The question given in my Real Analysis textbook is as follows:
Let there be f: $\mathbb{R}\to\mathbb{R}$ a periodic function with period T and a $\in$ $\mathbb{R^*}$.
Prove the function $x → f (ax)$ is periodic and determine its period. Lastly, prove that the period is the answer previously obtained.
My take on this would be as follows:
By the definition given by my textbook, a function is periodic if $f(x)=f(x+T)$ and we already know that f is periodic.
Lets note $ f(ax) = f_a(x)$
Let's firstly consider $a>0$, for all $x \in \mathbb{R}$ we have: $f_a(x + (T/a)) = f(ax+T)= f(ax)=f_a(x)$
Then we consider the same thing for $a<0$
$f_a(x+(T/|a|)) = f(ax-T)= f(ax-T+T)=f(ax)=f_a(x)$
So for all $a\neq 0$, $f_a(x+(T/|a|)) = f_a(x)$
// which shows that the function is indeed periodic so we have proved the first part of the question. I hope this proof is correct :')
So the period is $T/|a|$
Now we have to prove that the period is indeed $T/|a|$
I have some ideas for this but in not sure how to properly express them mathematically. So by definition we know that the period of a periodic function has to be the smallest $T>0$.

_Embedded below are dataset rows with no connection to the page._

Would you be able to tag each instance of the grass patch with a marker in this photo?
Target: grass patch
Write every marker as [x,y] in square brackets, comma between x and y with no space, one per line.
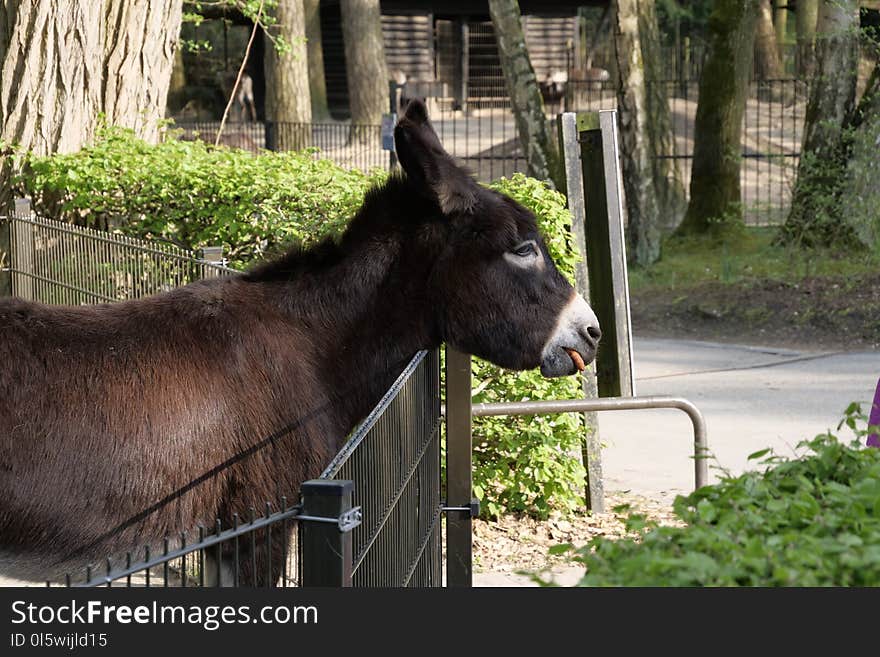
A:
[687,262]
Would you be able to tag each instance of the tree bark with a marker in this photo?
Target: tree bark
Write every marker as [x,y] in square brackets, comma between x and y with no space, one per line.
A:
[767,63]
[541,154]
[61,68]
[653,188]
[139,43]
[806,17]
[288,103]
[365,67]
[715,204]
[317,81]
[814,217]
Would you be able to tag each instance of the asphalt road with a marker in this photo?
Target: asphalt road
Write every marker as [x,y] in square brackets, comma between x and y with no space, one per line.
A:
[751,397]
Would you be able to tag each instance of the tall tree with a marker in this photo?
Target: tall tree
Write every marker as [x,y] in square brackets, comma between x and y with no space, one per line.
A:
[813,218]
[654,191]
[365,67]
[288,103]
[541,154]
[806,17]
[715,186]
[768,66]
[780,23]
[60,68]
[317,81]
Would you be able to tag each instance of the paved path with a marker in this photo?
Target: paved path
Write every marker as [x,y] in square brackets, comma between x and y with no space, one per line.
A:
[751,397]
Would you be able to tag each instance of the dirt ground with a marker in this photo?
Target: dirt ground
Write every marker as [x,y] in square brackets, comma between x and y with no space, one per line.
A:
[815,314]
[514,544]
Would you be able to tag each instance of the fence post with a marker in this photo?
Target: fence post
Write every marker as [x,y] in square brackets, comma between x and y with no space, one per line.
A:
[606,250]
[271,139]
[5,257]
[327,551]
[459,484]
[591,449]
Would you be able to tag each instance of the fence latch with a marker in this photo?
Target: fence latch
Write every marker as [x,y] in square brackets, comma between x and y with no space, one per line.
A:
[473,508]
[346,521]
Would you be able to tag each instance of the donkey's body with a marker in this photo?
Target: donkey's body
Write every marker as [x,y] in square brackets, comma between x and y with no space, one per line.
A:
[122,423]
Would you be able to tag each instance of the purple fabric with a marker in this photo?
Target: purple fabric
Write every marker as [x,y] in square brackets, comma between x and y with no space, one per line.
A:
[874,439]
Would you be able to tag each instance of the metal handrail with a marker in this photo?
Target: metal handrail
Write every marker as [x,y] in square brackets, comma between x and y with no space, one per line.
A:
[701,448]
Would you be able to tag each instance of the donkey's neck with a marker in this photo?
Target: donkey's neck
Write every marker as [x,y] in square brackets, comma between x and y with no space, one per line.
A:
[364,305]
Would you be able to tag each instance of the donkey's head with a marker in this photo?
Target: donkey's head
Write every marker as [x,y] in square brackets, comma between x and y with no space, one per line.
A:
[498,294]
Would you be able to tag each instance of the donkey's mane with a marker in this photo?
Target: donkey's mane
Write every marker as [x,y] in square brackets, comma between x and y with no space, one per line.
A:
[373,221]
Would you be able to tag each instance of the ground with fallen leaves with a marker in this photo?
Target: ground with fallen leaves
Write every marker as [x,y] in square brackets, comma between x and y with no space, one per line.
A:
[513,544]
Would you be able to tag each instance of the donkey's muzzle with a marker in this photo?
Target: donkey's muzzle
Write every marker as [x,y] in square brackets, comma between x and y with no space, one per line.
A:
[574,342]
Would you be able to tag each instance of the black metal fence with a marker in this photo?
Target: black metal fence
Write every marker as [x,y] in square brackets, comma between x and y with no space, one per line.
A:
[394,460]
[387,473]
[771,138]
[55,262]
[350,146]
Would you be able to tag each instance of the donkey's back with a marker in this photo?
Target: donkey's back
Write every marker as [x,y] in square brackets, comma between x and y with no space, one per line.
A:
[146,397]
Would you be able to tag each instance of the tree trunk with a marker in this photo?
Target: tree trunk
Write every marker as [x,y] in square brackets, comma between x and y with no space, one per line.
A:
[365,67]
[814,218]
[780,25]
[317,81]
[653,188]
[806,16]
[860,196]
[288,104]
[542,157]
[61,68]
[767,63]
[139,41]
[715,205]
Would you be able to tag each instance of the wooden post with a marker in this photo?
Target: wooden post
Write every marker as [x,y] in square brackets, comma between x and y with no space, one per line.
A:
[459,484]
[606,251]
[327,549]
[591,449]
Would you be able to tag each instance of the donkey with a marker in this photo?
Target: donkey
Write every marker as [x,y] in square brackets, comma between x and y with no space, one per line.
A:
[122,423]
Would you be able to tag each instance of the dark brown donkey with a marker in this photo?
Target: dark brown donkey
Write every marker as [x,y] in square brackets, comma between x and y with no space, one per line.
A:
[112,416]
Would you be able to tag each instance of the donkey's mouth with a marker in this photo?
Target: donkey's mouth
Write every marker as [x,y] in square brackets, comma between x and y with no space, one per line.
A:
[564,361]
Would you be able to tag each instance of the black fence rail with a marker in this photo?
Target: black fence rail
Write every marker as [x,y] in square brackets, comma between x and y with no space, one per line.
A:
[372,519]
[58,263]
[311,537]
[771,137]
[209,556]
[393,458]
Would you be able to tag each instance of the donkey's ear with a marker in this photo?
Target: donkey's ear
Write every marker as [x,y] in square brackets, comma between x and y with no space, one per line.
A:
[428,165]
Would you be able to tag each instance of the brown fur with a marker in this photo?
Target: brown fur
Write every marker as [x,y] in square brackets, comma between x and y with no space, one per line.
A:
[122,423]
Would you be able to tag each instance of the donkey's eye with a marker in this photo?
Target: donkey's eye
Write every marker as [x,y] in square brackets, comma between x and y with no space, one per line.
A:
[526,249]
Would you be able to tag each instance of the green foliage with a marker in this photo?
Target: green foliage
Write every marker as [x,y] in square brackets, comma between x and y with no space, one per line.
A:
[530,464]
[809,521]
[195,196]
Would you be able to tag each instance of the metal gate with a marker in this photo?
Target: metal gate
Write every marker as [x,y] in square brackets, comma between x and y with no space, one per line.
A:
[372,519]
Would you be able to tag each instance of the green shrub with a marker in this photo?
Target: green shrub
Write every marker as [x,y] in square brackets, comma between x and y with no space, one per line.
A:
[809,521]
[195,196]
[530,464]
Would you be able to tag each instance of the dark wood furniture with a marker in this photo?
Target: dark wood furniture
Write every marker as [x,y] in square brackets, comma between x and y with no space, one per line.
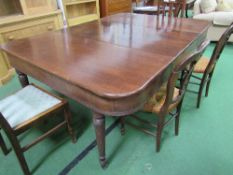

So maybe here we can prove by contrapositive? so assume that there is another period $T^\prime$ which is greater than zero but smaller than $T/|a|$ such that $f_a(x+T^\prime)=f_a(x)$ Now we need to show why this would be impossible but I'm not quite sure how to continue. So how would I finish this proof?
Thank you in advance for all your help!